Table of contents
0 needs
Given multiple time periods, each time period is divided into start time and end time, and multiple overlapping time periods are merged into one interval
--数据:id、开始时间、结束时间
1 12 15
2 57 58
3 29 32
4 30 31
5 17 19
6 44 44
7 56 57
8 16 18
The combined result is as follows;
--结果
flag start_time end_time
1 12 15
2 16 19
3 29 32
4 44 44
5 56 58
1 Data preparation
create table test02 as
select 1 as id, 12 as start_time, 15 as end_time
union all
select 2 as id, 57 as start_time, 58 as end_time
union all
select 3 as id, 29 as start_time, 32 as end_time
union all
select 4 as id, 30 as start_time, 31 as end_time
union all
select 5 as id, 17 as start_time, 19 as end_time
union all
select 6 as id, 44 as start_time, 44 as end_time
union all
select 7 as id, 56 as start_time, 57 as end_time
union all
select 8 as id, 16 as start_time, 18 as end_time
2 Data analysis
Problem-solving points: How to judge which intervals are to be merged?
In fact, from another perspective, which intervals are intersected and which are repeated?
Judgment idea: If the start time and end time are sorted, and the start time of the current row is less than or equal to the end time of the previous row, then the dates overlap and duplicate data exists. According to this condition, we can set a breakpoint, and then use the classic idea of sum() over() to obtain the group id, and the problem will be solved.
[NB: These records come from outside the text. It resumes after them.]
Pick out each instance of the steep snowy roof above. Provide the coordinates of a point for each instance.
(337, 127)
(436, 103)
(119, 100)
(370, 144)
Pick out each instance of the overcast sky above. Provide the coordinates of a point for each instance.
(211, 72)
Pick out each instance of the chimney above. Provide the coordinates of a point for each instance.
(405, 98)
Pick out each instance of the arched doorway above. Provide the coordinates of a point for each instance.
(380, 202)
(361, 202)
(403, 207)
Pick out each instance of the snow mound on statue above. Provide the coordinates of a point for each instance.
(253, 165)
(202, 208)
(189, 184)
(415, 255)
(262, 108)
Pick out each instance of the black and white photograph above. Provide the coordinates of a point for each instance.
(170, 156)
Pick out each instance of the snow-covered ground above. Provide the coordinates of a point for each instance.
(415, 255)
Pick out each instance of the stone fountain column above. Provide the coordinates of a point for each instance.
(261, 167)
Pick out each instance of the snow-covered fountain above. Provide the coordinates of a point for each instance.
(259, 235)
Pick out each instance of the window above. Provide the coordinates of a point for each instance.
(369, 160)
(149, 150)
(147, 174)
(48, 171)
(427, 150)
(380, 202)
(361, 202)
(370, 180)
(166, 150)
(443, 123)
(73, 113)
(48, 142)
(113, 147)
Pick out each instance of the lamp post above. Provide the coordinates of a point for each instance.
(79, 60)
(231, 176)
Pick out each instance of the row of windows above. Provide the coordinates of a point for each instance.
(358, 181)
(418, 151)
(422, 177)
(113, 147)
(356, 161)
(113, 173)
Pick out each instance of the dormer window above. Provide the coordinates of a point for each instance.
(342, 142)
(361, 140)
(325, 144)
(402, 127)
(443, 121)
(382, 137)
Step 1: Sort in descending order according to the start time and end time, and get the end time of the previous row for comparison
select id,
start_time,
end_time,
lag(end_time, 1, end_time) over (order by start_time asc, end_time asc) as lga_end_time
from test02
Step 2: Judging according to lag_end_time, when the start_time of the current row <= lag_end_time, set the mark value to 0, otherwise it is 1 (the classic grouping idea after changing conditions, here must be set to 0 when the conditions are met, and not satisfied Set to 1 when condition)
select id
, start_time
, end_time
, case when start_time <= lga_end_time then 0 else 1 end as flg --条件成立的时候为0,不成立的时候为1
from (select id,
start_time,
end_time,
lag(end_time, 1, end_time) over (order by start_time asc, end_time asc) as lga_end_time
from test02
Step 3: Obtain the group id according to the method of sum() over()
select id
, start_time
, end_time
, sum(flg) over (order by start_time, end_time ) as grp_id
from (select id
, start_time
, end_time
, case when start_time <= lga_end_time then 0 else 1 end as flg --条件成立的时候为0,不成立的时候为1
from (select id,
start_time,
end_time,
lag(end_time, 1, end_time) over (order by start_time asc, end_time asc) as lga_end_time
from test02
) t
) t
Step 4: Obtain the minimum and maximum values in the group, the minimum value is the starting point, the maximum value is the end point, and the group id is the id
The final SQL is as follows:
select grp_id + 1 as id
, min(start_time) as start_time
, max(end_time) as end_time
from (
select id
, start_time
, end_time
, sum(flg) over (order by start_time, end_time ) as grp_id
from (select id
, start_time
, end_time
, case when start_time <= lga_end_time then 0 else 1 end as flg --条件成立的时候为0,不成立的时候为1
from (select id,
start_time,
end_time,
lag(end_time, 1, end_time) over (order by start_time asc, end_time asc) as lga_end_time
from test02
) t
) t
) t
group by grp_id
2 Summary
This question is about interval merging. The problem is quite classic. The core idea of judgment is to construct the condition:
The start time of the current row <= the end time of the previous row (sorted in descending order by start time and end time).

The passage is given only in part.